Stamford, CT – The combination of macroeconomic volatility, slow economic growth, historically low interest rates, and further increasing know your customer (KYC) requirements has made for a tough market for corporate banks in Europe. However, in recent months these factors have also created valuable opportunities for banks capable of helping large companies navigate today’s difficult conditions by adjusting to market dislocations, avoiding the impact of negative rates and managing KYC provisions.
The 2020 Greenwich Share and Quality Leaders in European Large Corporate Banking are capitalising on these opportunities to forge deeper relationships with the biggest companies in the region and to create a source of revenue growth in an otherwise flat market by capturing business from rivals.
At the top of the list of this year’s winners is BNP Paribas, which leads the market in penetration among large European corporates by a wide margin, followed by HSBC and UniCredit. Citi and Deutsche Bank round out the list of winners. UniCredit takes the title of 2020 Greenwich Quality Leader in European Corporate Banking.

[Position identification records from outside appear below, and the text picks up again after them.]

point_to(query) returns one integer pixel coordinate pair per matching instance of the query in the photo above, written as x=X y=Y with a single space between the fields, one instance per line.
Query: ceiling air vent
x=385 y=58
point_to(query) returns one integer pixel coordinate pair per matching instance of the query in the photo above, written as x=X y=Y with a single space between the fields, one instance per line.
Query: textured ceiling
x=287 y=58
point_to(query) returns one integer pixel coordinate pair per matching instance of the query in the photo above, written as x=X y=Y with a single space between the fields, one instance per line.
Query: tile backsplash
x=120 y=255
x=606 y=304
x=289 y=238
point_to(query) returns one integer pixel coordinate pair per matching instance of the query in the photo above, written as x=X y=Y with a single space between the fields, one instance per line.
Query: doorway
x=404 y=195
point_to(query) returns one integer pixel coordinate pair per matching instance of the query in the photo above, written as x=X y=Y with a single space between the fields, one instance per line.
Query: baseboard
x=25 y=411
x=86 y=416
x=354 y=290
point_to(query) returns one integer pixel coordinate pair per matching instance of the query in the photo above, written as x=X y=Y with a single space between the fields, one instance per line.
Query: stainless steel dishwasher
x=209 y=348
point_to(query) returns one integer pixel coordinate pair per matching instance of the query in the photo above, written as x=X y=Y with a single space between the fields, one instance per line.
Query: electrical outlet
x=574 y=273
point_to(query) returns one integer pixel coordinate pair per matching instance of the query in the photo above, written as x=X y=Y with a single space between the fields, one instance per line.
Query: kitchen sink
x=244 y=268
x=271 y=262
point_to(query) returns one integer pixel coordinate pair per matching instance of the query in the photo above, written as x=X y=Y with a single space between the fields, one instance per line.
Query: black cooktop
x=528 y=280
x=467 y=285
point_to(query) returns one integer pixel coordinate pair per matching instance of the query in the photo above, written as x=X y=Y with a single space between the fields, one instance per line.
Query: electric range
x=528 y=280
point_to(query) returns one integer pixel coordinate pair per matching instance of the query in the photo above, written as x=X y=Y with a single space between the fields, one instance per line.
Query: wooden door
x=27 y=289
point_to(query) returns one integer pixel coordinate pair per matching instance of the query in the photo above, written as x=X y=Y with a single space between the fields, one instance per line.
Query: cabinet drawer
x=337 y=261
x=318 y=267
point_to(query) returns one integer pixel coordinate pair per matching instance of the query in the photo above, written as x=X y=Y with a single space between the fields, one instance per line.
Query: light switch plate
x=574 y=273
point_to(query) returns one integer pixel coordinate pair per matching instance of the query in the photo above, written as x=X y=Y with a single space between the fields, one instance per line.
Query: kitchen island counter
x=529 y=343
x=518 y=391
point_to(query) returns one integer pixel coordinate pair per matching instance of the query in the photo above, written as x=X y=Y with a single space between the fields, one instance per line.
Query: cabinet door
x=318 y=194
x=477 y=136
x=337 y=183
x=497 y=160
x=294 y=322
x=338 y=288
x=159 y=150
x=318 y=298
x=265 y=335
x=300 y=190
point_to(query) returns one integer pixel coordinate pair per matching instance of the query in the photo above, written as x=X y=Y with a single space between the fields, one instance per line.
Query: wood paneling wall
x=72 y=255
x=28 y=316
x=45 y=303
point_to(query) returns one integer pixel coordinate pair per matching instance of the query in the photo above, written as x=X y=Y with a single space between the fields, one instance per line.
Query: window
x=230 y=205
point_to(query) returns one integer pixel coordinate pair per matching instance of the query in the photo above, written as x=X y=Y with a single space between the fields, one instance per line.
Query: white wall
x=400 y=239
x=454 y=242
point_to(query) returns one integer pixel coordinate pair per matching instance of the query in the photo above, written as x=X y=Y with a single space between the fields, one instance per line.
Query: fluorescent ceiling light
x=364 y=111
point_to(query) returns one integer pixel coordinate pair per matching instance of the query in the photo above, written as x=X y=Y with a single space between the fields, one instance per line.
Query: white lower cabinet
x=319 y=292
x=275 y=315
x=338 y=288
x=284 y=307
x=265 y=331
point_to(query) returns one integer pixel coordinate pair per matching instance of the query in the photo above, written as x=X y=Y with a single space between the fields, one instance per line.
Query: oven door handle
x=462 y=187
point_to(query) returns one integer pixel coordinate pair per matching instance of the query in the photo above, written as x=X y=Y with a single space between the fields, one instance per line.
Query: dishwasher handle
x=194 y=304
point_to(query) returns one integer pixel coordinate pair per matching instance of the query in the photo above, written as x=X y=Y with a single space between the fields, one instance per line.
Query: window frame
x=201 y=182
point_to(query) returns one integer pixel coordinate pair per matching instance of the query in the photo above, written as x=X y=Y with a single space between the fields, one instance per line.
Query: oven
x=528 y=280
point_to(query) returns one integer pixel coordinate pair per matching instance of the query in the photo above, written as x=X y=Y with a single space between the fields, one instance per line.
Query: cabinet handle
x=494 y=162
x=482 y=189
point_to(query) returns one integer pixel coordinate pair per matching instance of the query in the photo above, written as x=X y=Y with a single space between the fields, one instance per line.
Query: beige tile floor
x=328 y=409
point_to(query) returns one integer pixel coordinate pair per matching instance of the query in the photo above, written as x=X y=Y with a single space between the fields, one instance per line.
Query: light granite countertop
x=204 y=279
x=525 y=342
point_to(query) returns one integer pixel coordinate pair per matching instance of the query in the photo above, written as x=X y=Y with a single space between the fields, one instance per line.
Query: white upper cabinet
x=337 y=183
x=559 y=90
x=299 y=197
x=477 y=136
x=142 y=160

The same macroeconomic volatility that is cutting into global trade is triggering demand for cross-border banking services. For example, the share of large European companies using a provider for cross-border banking services within Western Europe increased to 80% in 2019 from 77% in 2018, while the share using banking services into Asia ticked up to 52% from 50%.
The biggest beneficiaries of this demand have been the biggest global banks, such as Citi, HSBC, BNP Paribas, J.P. Morgan, Bank of America, and Deutsche Bank, which often are the only providers with on-the-ground expertise and networks across all the countries in which a large company operates.
When the European Central Bank first introduced negative interest rates, large European companies were largely insulated from the impact because many banks decided to absorb the costs associated with holding cash deposits in the name of preserving client relationships. Generally, banks and companies alike expected negative rates would be a passing phase. Six year later, negative interest rates are the new normal.
As more companies are forced to incur costs associated with cash deposits, the ability to help clients avoid this new expense is emerging as a key skill for corporate banks. Companies are turning to banks with the expertise and technical skills in cash management to minimise or even eliminate any costs from negative rates. “This new environment is highlighting the capabilities of banks that have developed sophisticated, digital cash-management platforms capable of achieving the transparency and timeliness needed to zero out cash positions on an ongoing basis,” says Greenwich Associates Managing Director Dr. Tobias Miarka.